¡Oh, Fabio!
Luis Sánchez-Moliní
La nueva España flemática
Cada vez vamos quedando menos donnadies, y esto una pena y un incordio, además de un fallo estratégico (que se lo digan al divino Ulises, que venció al cíclope haciéndose llamar Nadie). Con la expansión de las redes sociales, demasiada gente necesita ser alguien y, para serlo, requiere de todo mi respaldo. Esto es cansado. No son, dejan de existir, se evanecen si yo no los miro. Comprendo su angustia por el riesgo de que deje de mirarlas y admirarlas, de conocerlos y reconocerlos: es una cuestión de supervivencia, les va la identidad y la autoestima en ello. No solo quieren que los atienda, sino influirme. Se trata de idiotes –dicho sea no en lenguaje no binario, sino en griego clásico–, es decir, de un particular hablando idioteces, también en sentido etimológico. Hacen de esto su negocio y de sí mismos una marca. Son un clickbait con patas. Nada de esto, curiosamente, nos espanta. Cuando nos demandan a saco mirada, se desdibuja o borra lo que merece visibilidad y memoria. Había un orden (agenda setting) para atender al genocidio en Gaza y la kiss cam de Coldplay, y ha reventado.

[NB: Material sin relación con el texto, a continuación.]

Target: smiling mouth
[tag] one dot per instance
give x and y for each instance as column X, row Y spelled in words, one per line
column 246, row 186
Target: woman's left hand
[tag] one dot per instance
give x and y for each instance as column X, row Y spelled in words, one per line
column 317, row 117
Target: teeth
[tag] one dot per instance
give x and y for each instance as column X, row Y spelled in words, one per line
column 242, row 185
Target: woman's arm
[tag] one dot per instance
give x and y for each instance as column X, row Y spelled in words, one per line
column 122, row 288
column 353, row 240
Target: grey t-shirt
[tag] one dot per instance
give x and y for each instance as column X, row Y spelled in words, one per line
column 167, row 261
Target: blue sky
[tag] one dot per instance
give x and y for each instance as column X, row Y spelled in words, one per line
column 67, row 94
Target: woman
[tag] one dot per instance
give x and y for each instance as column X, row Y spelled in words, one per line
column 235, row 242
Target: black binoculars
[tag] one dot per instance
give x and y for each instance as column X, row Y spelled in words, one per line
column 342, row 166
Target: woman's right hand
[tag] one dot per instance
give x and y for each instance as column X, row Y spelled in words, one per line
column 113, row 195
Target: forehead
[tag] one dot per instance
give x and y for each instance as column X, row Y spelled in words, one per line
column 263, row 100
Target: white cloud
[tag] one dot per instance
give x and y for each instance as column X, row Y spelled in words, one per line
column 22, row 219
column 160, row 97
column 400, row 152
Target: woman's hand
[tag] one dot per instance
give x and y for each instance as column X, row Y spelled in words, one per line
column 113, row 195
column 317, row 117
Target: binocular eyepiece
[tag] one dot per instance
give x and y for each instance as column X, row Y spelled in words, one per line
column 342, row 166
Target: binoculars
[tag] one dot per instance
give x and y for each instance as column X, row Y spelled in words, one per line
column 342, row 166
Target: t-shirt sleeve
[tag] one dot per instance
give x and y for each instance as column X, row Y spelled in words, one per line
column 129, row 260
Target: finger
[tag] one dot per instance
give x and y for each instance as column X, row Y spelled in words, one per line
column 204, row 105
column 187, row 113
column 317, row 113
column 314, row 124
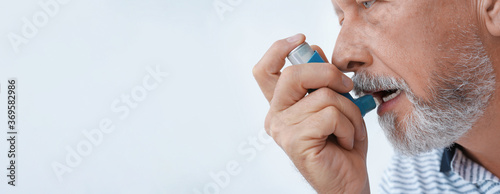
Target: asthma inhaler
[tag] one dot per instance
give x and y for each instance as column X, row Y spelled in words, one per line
column 305, row 54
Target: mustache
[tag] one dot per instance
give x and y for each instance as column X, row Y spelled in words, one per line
column 365, row 82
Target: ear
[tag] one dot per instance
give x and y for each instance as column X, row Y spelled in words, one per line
column 492, row 19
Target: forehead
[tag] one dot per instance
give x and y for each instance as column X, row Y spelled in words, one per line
column 336, row 6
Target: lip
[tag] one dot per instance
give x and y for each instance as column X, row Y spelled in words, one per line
column 386, row 106
column 383, row 107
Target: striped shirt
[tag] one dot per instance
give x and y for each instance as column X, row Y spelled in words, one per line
column 440, row 171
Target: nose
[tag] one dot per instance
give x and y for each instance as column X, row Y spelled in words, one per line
column 351, row 52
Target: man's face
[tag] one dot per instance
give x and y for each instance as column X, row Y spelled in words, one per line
column 424, row 62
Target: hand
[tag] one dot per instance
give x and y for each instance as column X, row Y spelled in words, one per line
column 323, row 133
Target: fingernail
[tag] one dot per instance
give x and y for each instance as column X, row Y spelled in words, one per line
column 293, row 38
column 346, row 81
column 364, row 132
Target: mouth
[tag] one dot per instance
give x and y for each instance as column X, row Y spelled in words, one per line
column 383, row 96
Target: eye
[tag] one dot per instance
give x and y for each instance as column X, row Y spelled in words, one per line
column 368, row 4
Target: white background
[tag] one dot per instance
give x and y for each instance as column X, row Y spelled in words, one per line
column 199, row 119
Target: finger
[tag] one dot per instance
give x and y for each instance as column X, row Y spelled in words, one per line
column 320, row 52
column 295, row 80
column 267, row 70
column 326, row 122
column 323, row 98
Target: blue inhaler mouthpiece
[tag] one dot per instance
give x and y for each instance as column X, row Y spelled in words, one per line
column 304, row 54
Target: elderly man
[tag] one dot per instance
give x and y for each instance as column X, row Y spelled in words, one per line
column 431, row 64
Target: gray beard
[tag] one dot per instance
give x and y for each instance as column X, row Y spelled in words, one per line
column 459, row 97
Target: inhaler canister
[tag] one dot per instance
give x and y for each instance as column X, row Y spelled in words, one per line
column 305, row 54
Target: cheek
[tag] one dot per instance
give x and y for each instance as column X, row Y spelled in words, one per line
column 407, row 42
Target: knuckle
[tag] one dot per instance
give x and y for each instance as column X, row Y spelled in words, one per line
column 325, row 93
column 288, row 72
column 331, row 71
column 256, row 71
column 333, row 112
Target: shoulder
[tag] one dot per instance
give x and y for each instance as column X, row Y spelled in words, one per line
column 421, row 174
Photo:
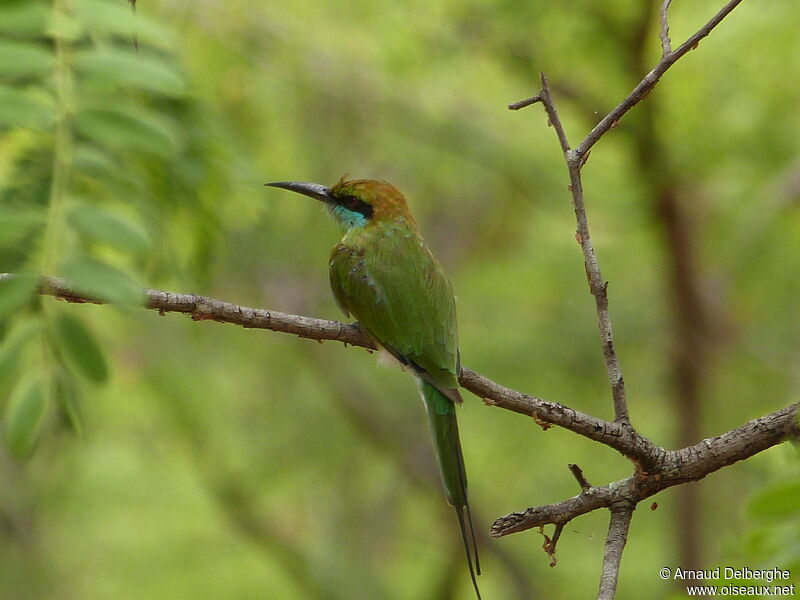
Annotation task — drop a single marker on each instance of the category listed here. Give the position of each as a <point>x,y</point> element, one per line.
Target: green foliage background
<point>156,457</point>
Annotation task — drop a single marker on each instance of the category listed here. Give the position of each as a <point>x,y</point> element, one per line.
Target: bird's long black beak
<point>312,190</point>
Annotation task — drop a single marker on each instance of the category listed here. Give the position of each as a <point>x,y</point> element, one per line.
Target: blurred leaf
<point>21,109</point>
<point>66,395</point>
<point>23,17</point>
<point>15,224</point>
<point>81,349</point>
<point>15,292</point>
<point>129,128</point>
<point>11,350</point>
<point>109,228</point>
<point>104,282</point>
<point>91,160</point>
<point>63,26</point>
<point>24,415</point>
<point>777,501</point>
<point>24,59</point>
<point>139,70</point>
<point>116,18</point>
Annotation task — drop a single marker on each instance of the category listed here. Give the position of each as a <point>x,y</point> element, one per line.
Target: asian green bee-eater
<point>383,274</point>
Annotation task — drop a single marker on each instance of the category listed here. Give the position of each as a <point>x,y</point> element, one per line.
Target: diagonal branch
<point>575,160</point>
<point>597,285</point>
<point>619,436</point>
<point>651,79</point>
<point>674,467</point>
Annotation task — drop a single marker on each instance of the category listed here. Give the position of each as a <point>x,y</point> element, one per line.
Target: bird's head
<point>356,203</point>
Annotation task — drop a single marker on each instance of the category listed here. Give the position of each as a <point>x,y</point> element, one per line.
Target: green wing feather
<point>401,296</point>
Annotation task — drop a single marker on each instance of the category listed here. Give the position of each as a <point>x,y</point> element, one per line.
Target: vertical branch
<point>621,515</point>
<point>663,31</point>
<point>693,333</point>
<point>597,285</point>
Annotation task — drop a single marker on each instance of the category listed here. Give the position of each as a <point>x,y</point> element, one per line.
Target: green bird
<point>383,274</point>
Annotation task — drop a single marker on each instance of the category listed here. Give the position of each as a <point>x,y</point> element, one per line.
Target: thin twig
<point>597,285</point>
<point>618,526</point>
<point>577,472</point>
<point>674,467</point>
<point>663,32</point>
<point>650,80</point>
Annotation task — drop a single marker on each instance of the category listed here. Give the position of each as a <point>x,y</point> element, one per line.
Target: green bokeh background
<point>218,462</point>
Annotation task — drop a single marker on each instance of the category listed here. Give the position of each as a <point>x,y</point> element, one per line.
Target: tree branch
<point>663,33</point>
<point>597,285</point>
<point>650,80</point>
<point>621,515</point>
<point>673,467</point>
<point>657,468</point>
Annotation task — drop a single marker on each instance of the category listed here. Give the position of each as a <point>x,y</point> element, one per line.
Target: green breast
<point>385,277</point>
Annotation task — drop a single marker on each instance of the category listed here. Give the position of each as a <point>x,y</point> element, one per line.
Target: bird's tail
<point>444,427</point>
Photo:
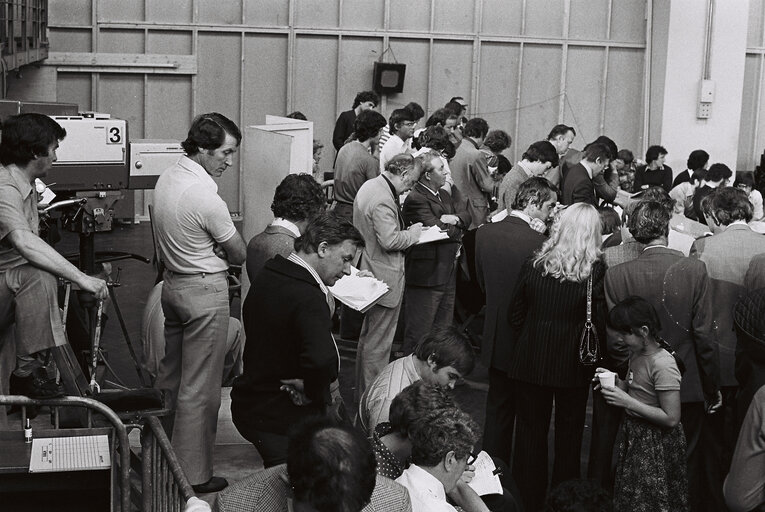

El problema gordo viene un poquito más abajo: muchas personas del común por mímesis infieren que, para ser, es necesario estar y parecer. Selfis, post, stories, reels, likes…: todo por y para el ojo estresado que nos ha de validar, mencionar, etiquetar. La propia dinámica de la red nos conmina a ello: cuantas más publicaciones y más llamativas, más visualizaciones, esto es, menos dejaremos de existir. Todo ello pasa por un falseamiento de la realidad para autorrepresentarnos no como somos, sino más guapos, irónicos, culturetas, exitosas, profundas, esbeltos… Así Narciso comba el espejo, cuando no su propia cara con ácido hialurónico. Después llegan las alertas: soledad, depresión, ansiedad, baja autoestima, cirugías estéticas en personas muy jóvenes. Y lo que casi es peor: la “terapia Instagram”, vídeos en esta y otras redes poco informados, que dan tics-placebo.
La buena noticia es que el remedio está a mano: dentro de cada cual y privado del ojo ajeno. Nada hay que degrade y humille más al ser humano –Zambrano dixit– que ser movido desde fuera de sí mismo. Benditos quienes aspiran a ser conocidos en su casa, a la hora de comer.